Even with a perfect prompt, you need programmatic enforcement. JSON Schema is the industry standard for defining and validating the structure of JSON data.

Defining Your Schema

from jsonschema import validate, ValidationError

PRODUCT_SCHEMA = {
    "type": "object",
    "properties": {
        "product_name": {"type": "string"},
        "price": {"type": ["number", "null"]},
        "in_stock": {"type": "boolean"},
        "category": {
            "type": "string",
            "enum": ["Electronics", "Clothing", "Home", "Books", "Other"]
        }
    },
    "required": ["product_name", "in_stock", "category"],
    "additionalProperties": False
}

The "additionalProperties": False line is critical — it rejects any response that adds fields not in your schema, which is one of the most common LLM failure modes.

Parsing and Validating the Response

import json
import re

def parse_and_validate(raw_response: str) -> dict:
    # Step 1: Extract JSON from the response (handles markdown code blocks)
    json_match = re.search(r'\{.*\}', raw_response, re.DOTALL)
    if not json_match:
        raise ValueError("No JSON object found in response")

    json_str = json_match.group()

    # Step 2: Parse JSON
    try:
        data = json.loads(json_str)
    except json.JSONDecodeError as e:
        raise ValueError(f"Invalid JSON: {e}")

    # Step 3: Validate against schema
    try:
        validate(instance=data, schema=PRODUCT_SCHEMA)
    except ValidationError as e:
        raise ValueError(f"Schema validation failed: {e.message}")

    return data

The regex extraction step handles a very common real-world problem: models often wrap their JSON in markdown code fences (```json ... ```), even when told not to. Always strip these defensively.

Using OpenAI’s Native Structured Outputs

If you’re using OpenAI’s API, you can take this further with their native response_format parameter, which uses constrained decoding to guarantee valid JSON:

from openai import OpenAI
from pydantic import BaseModel
from typing import Optional, Literal

client = OpenAI()

class ProductExtraction(BaseModel):
    product_name: str
    price: Optional[float]
    in_stock: bool
    category: Literal["Electronics", "Clothing", "Home", "Books", "Other"]

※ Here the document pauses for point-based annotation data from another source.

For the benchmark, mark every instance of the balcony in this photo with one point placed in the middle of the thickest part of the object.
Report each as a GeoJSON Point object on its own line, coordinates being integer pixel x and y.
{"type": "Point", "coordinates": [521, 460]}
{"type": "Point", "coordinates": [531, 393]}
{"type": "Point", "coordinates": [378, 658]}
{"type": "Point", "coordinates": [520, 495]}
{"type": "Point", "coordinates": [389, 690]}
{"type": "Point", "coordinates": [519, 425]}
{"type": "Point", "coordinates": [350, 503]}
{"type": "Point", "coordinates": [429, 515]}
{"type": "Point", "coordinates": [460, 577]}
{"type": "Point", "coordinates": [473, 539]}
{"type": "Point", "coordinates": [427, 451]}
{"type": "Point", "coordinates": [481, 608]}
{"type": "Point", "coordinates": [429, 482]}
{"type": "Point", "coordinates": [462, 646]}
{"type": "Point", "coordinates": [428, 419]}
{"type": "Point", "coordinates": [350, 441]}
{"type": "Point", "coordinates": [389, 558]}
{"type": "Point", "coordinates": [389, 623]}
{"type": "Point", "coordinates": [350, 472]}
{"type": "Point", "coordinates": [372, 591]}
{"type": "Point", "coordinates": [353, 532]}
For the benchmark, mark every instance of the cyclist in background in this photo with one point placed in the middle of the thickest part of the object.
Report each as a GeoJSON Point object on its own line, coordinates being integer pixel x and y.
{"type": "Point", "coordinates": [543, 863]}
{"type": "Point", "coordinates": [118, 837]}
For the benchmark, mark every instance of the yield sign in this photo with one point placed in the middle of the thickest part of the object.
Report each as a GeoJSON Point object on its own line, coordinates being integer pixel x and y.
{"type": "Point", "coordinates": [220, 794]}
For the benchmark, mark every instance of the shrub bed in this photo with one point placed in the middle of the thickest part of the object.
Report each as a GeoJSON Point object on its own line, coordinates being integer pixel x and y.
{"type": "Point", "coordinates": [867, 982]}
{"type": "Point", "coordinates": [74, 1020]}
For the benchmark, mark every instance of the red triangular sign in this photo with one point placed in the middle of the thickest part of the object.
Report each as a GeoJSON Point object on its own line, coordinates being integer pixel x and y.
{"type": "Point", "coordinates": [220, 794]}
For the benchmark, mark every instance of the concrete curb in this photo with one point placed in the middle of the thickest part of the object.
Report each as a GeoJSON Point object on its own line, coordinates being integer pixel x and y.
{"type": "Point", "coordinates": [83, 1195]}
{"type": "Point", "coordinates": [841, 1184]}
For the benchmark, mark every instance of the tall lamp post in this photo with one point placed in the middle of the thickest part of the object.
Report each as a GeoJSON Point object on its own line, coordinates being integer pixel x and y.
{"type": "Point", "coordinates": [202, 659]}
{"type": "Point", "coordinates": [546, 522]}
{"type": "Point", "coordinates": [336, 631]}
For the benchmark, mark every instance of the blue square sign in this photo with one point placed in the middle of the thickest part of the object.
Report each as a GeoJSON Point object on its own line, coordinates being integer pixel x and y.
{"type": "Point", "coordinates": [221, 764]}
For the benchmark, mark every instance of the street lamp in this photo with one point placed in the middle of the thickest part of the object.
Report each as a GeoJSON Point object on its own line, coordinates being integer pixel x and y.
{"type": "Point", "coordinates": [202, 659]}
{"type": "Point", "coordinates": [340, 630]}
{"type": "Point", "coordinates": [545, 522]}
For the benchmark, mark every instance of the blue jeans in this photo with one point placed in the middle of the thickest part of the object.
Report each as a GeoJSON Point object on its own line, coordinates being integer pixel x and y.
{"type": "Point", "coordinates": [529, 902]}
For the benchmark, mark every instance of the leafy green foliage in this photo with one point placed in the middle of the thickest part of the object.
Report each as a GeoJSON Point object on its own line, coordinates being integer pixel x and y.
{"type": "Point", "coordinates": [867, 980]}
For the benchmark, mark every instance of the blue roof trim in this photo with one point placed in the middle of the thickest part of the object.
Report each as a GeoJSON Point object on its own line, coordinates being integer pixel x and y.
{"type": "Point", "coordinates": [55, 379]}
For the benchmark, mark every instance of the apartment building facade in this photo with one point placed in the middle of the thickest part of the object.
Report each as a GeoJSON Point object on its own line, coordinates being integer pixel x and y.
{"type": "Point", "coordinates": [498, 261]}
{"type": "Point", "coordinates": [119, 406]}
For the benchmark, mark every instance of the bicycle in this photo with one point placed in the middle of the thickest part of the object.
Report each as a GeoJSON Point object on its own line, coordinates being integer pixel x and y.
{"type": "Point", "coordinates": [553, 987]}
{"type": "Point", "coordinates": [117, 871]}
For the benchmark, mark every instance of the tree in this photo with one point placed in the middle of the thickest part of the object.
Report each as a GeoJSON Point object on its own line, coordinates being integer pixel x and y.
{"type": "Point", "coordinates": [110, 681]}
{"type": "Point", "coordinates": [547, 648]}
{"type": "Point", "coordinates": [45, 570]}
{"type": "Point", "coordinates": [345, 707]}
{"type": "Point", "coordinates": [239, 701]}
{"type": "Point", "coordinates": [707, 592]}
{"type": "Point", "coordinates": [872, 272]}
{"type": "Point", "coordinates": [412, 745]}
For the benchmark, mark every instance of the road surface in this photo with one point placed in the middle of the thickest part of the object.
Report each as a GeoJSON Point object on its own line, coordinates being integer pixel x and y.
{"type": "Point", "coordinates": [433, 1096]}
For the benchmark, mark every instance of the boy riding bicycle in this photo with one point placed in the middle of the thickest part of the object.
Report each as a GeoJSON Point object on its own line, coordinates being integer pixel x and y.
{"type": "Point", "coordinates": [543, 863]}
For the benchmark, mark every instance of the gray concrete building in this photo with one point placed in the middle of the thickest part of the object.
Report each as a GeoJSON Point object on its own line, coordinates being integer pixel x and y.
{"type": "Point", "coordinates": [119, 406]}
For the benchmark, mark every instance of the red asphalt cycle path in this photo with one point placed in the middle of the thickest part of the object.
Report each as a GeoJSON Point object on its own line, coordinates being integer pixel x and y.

response = client.beta.chat.completions.parse(
    model="gpt-4o-2024-08-06",
    messages=[
        {"role": "system", "content": "Extract product information from the text."},
        {"role": "user", "content": "The Sony WH-1000XM5 headphones are $349.99 and currently available in Electronics."}
    ],
    response_format=ProductExtraction,
)

product = response.choices[0].message.parsed
print(product.product_name)   # "Sony WH-1000XM5"
print(product.price)           # 349.99
print(product.in_stock)        # True

This approach uses the model’s own tokenization constraints to make non-conforming responses structurally impossible. It’s the gold standard when your provider supports it.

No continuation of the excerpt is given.